Die Freiheit zu sterben?!
Soll jeder ein Recht haben, sich Hilfe – auch ärztliche Hilfe – holen zu können, um aus dem Leben zu scheiden? Das Bundesverfassungsgericht hat das in seinem Urteil vom Februar 2020 bejaht.
Suizid, Gedanken dazu und assistierter Suizid sind noch immer Tabu-Themen, über die wir als Gesellschaft zu wenig im Dialog sind. Besonders umstritten ist die Hilfe zum Suizid.
Um sich diesem komplexen Thema anzunähern, vorab einige Zahlen und Hintergründe: Laut Statistischem Bundesamt sank in den vergangenen Jahren die Zahl der Suizide insgesamt: Suizidierten sich 1980 pro Tag 50 Menschen, waren es – ohne Dunkelziffer – 2021 noch 25. Aktuell steigt die Suizidrate wieder an, wenn auch nur minimal. 2022 ist die Zahl der Suizide in Vergleich zum Vorjahr um neun gestiegen und lag damit bei 9.215.
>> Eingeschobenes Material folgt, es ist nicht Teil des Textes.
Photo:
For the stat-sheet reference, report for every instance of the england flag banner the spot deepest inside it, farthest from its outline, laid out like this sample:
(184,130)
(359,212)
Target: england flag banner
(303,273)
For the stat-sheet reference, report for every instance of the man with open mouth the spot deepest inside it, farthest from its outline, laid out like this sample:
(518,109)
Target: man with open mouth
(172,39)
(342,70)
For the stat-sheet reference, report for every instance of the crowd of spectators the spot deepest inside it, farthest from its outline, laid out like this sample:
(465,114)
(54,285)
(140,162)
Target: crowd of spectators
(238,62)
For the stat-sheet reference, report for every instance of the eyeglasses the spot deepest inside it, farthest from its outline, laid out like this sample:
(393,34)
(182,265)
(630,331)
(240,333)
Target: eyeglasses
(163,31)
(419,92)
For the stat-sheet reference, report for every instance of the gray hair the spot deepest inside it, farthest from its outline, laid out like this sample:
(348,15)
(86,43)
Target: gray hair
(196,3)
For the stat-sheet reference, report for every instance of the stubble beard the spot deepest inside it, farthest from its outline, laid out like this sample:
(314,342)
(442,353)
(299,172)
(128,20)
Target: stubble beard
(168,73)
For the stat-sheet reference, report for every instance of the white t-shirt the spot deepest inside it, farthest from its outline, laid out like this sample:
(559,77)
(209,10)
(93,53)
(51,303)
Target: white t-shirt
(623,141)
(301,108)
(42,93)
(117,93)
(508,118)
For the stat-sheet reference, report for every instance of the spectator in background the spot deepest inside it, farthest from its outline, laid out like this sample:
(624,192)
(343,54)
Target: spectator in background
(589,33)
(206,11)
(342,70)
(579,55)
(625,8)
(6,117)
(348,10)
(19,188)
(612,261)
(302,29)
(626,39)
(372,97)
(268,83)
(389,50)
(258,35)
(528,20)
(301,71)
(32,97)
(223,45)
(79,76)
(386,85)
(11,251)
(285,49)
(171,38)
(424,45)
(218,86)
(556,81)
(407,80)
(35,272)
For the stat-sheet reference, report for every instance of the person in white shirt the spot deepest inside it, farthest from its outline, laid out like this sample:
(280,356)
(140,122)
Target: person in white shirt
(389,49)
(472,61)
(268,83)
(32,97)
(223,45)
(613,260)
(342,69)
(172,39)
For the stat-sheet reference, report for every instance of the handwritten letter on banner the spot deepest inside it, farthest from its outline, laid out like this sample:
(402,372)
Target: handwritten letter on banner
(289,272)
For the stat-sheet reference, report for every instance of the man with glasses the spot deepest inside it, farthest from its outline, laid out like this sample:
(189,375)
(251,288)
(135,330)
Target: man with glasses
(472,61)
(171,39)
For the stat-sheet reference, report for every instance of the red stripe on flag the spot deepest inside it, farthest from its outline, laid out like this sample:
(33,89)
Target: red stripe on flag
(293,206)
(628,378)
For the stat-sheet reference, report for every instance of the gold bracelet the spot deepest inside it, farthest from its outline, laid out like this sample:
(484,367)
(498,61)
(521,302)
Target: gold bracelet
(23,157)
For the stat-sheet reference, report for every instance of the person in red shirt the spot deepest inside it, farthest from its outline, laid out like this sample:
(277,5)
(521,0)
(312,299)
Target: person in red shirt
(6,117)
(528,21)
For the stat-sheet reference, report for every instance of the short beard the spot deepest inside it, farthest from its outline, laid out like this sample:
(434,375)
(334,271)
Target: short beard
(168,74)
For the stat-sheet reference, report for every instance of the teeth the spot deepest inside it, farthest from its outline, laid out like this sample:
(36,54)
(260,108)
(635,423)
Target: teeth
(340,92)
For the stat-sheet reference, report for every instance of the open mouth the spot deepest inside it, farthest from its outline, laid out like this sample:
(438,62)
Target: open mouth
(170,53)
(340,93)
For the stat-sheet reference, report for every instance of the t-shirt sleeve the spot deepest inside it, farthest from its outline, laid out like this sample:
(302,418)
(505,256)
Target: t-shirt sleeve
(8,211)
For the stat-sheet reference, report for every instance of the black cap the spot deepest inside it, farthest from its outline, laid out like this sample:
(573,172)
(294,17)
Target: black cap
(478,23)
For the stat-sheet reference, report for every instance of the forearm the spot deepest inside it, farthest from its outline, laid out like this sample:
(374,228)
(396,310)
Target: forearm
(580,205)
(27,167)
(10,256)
Faktoren wie Flucht, Krieg, Jobverlust und andere belastende Lebensereignisse sowie psychische Erkrankungen wie Depressionen oder auch Suchterkrankungen gelten als Risikofaktoren. Auch körperliche Erkrankungen mit chronischen Schmerzen sowie wenige oder keine sozialen Kontakte können das Risiko erhöhen. All das sind Lebenssituationen, von denen in den letzten Jahren mehr Menschen betroffen waren oder in die diese hineingeraten sind.
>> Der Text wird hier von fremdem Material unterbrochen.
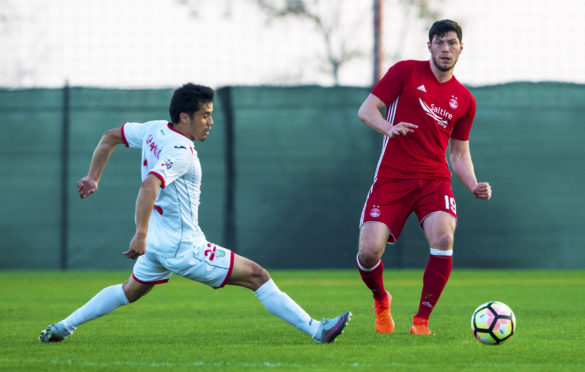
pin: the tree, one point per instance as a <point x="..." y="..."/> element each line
<point x="325" y="15"/>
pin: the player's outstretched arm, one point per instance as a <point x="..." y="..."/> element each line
<point x="89" y="184"/>
<point x="144" y="204"/>
<point x="369" y="114"/>
<point x="462" y="165"/>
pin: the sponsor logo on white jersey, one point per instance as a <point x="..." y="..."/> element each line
<point x="437" y="113"/>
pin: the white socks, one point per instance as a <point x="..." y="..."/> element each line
<point x="280" y="304"/>
<point x="274" y="300"/>
<point x="106" y="301"/>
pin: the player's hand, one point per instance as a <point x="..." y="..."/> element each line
<point x="402" y="129"/>
<point x="482" y="190"/>
<point x="86" y="186"/>
<point x="137" y="247"/>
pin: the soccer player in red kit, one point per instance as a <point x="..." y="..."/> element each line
<point x="427" y="112"/>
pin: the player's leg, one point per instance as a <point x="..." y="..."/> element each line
<point x="107" y="300"/>
<point x="104" y="302"/>
<point x="249" y="274"/>
<point x="439" y="228"/>
<point x="372" y="242"/>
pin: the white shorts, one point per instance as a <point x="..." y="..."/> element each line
<point x="210" y="264"/>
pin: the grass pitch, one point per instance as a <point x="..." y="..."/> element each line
<point x="187" y="326"/>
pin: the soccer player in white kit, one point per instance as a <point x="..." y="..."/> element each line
<point x="168" y="238"/>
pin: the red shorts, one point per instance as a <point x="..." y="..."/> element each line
<point x="391" y="201"/>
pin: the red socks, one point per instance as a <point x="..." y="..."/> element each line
<point x="434" y="280"/>
<point x="373" y="278"/>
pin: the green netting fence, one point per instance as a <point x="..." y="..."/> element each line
<point x="285" y="174"/>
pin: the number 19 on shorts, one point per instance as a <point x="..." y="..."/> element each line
<point x="450" y="204"/>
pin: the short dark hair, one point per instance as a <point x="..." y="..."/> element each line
<point x="188" y="99"/>
<point x="440" y="28"/>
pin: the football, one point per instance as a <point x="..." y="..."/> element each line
<point x="493" y="323"/>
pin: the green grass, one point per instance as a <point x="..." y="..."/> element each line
<point x="187" y="326"/>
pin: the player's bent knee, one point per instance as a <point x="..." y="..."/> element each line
<point x="370" y="254"/>
<point x="134" y="290"/>
<point x="443" y="242"/>
<point x="249" y="274"/>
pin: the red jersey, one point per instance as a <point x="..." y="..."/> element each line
<point x="441" y="110"/>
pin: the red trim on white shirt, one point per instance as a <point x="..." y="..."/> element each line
<point x="124" y="136"/>
<point x="170" y="125"/>
<point x="162" y="179"/>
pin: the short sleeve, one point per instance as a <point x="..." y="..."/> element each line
<point x="132" y="134"/>
<point x="463" y="126"/>
<point x="172" y="165"/>
<point x="390" y="86"/>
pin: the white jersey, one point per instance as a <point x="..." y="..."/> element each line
<point x="169" y="155"/>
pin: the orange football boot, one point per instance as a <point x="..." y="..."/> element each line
<point x="384" y="321"/>
<point x="420" y="326"/>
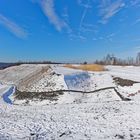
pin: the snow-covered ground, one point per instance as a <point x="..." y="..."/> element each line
<point x="78" y="116"/>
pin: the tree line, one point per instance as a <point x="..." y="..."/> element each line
<point x="110" y="59"/>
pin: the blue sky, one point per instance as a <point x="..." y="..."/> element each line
<point x="68" y="30"/>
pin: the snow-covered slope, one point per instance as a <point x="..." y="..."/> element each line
<point x="79" y="116"/>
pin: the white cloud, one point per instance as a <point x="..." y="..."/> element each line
<point x="109" y="9"/>
<point x="12" y="27"/>
<point x="49" y="10"/>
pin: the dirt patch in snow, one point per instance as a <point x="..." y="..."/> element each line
<point x="23" y="95"/>
<point x="124" y="82"/>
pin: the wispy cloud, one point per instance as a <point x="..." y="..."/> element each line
<point x="136" y="22"/>
<point x="49" y="11"/>
<point x="12" y="27"/>
<point x="108" y="9"/>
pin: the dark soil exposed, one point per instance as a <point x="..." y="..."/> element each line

Die Zahl der sogenannten „harten“ Suizide, bei den sich Menschen ohne ärztliche Hilfe, meist auf gewaltsame Art, das Leben nehmen, lag im Jahr 2021 bei über 9.000. Im Vorfeld kommt es oft zu mehreren Suizidversuchen. Die Deutsche Gesellschaft für Suizidprävention geht von zehn- bis 20-mal mehr Versuchen als tatsächlichen Suiziden aus. Nach dem Urteil des Bundesverfassungsgerichts gibt es seit Februar 2020 in Deutschland eine Neuerung, was den nach wie vor umstrittenen assistierten Suizid angeht: Er ist nicht mehr strafbar.
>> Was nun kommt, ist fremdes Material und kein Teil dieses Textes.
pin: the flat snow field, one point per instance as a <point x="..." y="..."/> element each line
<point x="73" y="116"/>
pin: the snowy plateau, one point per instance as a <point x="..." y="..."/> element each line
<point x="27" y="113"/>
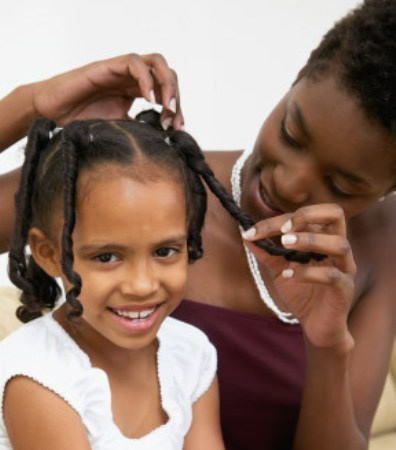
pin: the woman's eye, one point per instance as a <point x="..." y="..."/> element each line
<point x="286" y="136"/>
<point x="166" y="252"/>
<point x="106" y="258"/>
<point x="336" y="190"/>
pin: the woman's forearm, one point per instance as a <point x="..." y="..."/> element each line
<point x="17" y="112"/>
<point x="8" y="185"/>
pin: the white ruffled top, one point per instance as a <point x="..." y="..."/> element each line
<point x="43" y="351"/>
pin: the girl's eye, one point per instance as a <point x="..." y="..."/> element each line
<point x="106" y="258"/>
<point x="166" y="252"/>
<point x="286" y="136"/>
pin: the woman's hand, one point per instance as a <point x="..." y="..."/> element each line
<point x="319" y="294"/>
<point x="107" y="89"/>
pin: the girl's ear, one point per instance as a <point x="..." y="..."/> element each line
<point x="45" y="252"/>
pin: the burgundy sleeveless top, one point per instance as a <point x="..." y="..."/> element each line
<point x="261" y="374"/>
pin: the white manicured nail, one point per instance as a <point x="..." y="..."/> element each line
<point x="166" y="123"/>
<point x="286" y="227"/>
<point x="288" y="273"/>
<point x="249" y="234"/>
<point x="172" y="105"/>
<point x="288" y="239"/>
<point x="152" y="97"/>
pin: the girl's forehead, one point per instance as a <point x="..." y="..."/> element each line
<point x="130" y="212"/>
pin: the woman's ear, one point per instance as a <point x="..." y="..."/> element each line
<point x="45" y="252"/>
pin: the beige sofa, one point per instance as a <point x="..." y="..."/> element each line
<point x="384" y="427"/>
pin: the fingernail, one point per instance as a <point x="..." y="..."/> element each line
<point x="249" y="234"/>
<point x="286" y="227"/>
<point x="288" y="239"/>
<point x="166" y="123"/>
<point x="288" y="273"/>
<point x="152" y="97"/>
<point x="172" y="105"/>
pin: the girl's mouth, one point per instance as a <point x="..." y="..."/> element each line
<point x="136" y="321"/>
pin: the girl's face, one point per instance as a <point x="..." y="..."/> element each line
<point x="317" y="146"/>
<point x="130" y="250"/>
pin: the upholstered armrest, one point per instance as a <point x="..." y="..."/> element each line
<point x="384" y="427"/>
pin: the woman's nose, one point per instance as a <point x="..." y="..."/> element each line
<point x="294" y="183"/>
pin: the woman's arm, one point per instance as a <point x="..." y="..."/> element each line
<point x="103" y="89"/>
<point x="348" y="340"/>
<point x="205" y="430"/>
<point x="38" y="419"/>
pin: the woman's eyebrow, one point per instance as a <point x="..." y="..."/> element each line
<point x="299" y="118"/>
<point x="352" y="177"/>
<point x="301" y="123"/>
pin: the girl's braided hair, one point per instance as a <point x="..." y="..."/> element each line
<point x="50" y="172"/>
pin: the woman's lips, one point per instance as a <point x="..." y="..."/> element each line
<point x="262" y="202"/>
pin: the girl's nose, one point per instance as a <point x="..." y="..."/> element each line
<point x="140" y="281"/>
<point x="294" y="183"/>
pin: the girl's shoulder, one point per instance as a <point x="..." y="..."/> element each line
<point x="42" y="350"/>
<point x="187" y="357"/>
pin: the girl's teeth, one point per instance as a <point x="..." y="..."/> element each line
<point x="134" y="314"/>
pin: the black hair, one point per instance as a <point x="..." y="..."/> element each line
<point x="360" y="52"/>
<point x="48" y="180"/>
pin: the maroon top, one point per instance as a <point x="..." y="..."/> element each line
<point x="260" y="371"/>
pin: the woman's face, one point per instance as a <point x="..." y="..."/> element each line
<point x="317" y="146"/>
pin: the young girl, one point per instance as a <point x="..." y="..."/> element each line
<point x="115" y="209"/>
<point x="112" y="208"/>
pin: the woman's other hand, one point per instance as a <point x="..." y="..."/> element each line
<point x="319" y="294"/>
<point x="107" y="89"/>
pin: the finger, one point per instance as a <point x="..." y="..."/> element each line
<point x="328" y="216"/>
<point x="140" y="71"/>
<point x="333" y="245"/>
<point x="328" y="275"/>
<point x="266" y="228"/>
<point x="165" y="78"/>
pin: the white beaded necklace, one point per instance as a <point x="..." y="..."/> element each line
<point x="251" y="259"/>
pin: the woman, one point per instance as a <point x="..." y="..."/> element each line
<point x="322" y="160"/>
Die Karlsruher Richter legten dem Parlament seinerzeit nahe, ein Schutzkonzept zu verabschieden, um Missbrauch zu verhindern. Fraktionsübergreifend erarbeiteten Abgeordnete, außer denen der AfD, zwei Gesetzentwürfe für ein neues Sterbehilfe-Gesetz, die sich in den Vorgaben und Details der Beratung, vor allem aber in der Strafandrohung unterschieden. Bei der Abstimmung am 6. Juli 2023 scheiterten beide. Damit bleibt eine rechtliche Grauzone bestehen. Die Deutsche Gesellschaft für Humanes Sterben e.V. (DGHS) und der Verein Sterbehilfe vermittelten im Jahr 2022 in insgesamt 366 Fällen eine Suizidhilfe mit Medikamenten.
Fachleute beziehen Stellung im StadtZeit Kassel Magazin Nr. 117
Im Rahmen der Debatte zu diesem gesellschaftlich wichtigen und gleichermaßen kontrovers diskutierten Thema kommen sechs ausgewiesene Fachleute als Autorinnen und Autoren zu Wort und legen ihre Perspektive auf den assistierten Suizid dar.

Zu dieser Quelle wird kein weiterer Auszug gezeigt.